The latest events could herald historic turning point in the Middle East- that was the message from Israeli Prime Minister Ariel Sharon following the death of Yasser Arafat. Speaking to reporters at his office, Sharon said Israel would continue its efforts to reach a political settlement with the Palestinians. But he added that a breakthrough would depend first and foremost on a cessation of terrorism.

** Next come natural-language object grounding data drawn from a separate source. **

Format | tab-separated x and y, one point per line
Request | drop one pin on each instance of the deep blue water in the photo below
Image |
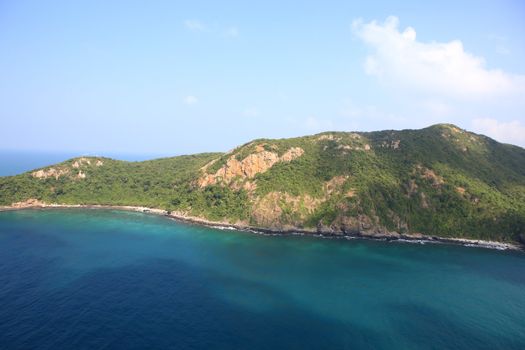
101	279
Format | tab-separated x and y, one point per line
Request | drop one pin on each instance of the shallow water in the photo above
106	279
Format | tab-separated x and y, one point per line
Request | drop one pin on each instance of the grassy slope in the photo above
438	181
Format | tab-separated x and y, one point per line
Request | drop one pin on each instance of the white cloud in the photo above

There would be no significant progress unless the new Palestinian leadership waged a “war on terror”, Sharon said, referring to radical groups responsible for suicide attacks in Israel. Many Israeli politicians are more blunt in their appraisal of Arafat. Yosef Lapid, the Minister of Justice and head of the centrist Shinui party, said: “Arafat missed the opportunity to have peace in the Middle East and a Palestinian state and chose terror as a weapon, not only against Israel but against Western civilisation. He was the godfather of Al-Qaida and of Bin Laden. And perhaps we now have a new opportunity to start talks with Palestinians who genuinely want to have peace.” For Israel, a very real fear is that the emotions stirred by Yasser Arafat’s death could spill over into acts of violence. Consequently, the army has completely sealed off the Gaza Strip and the West Bank, a measure it has used during the most tense moments in the Palestinian uprising.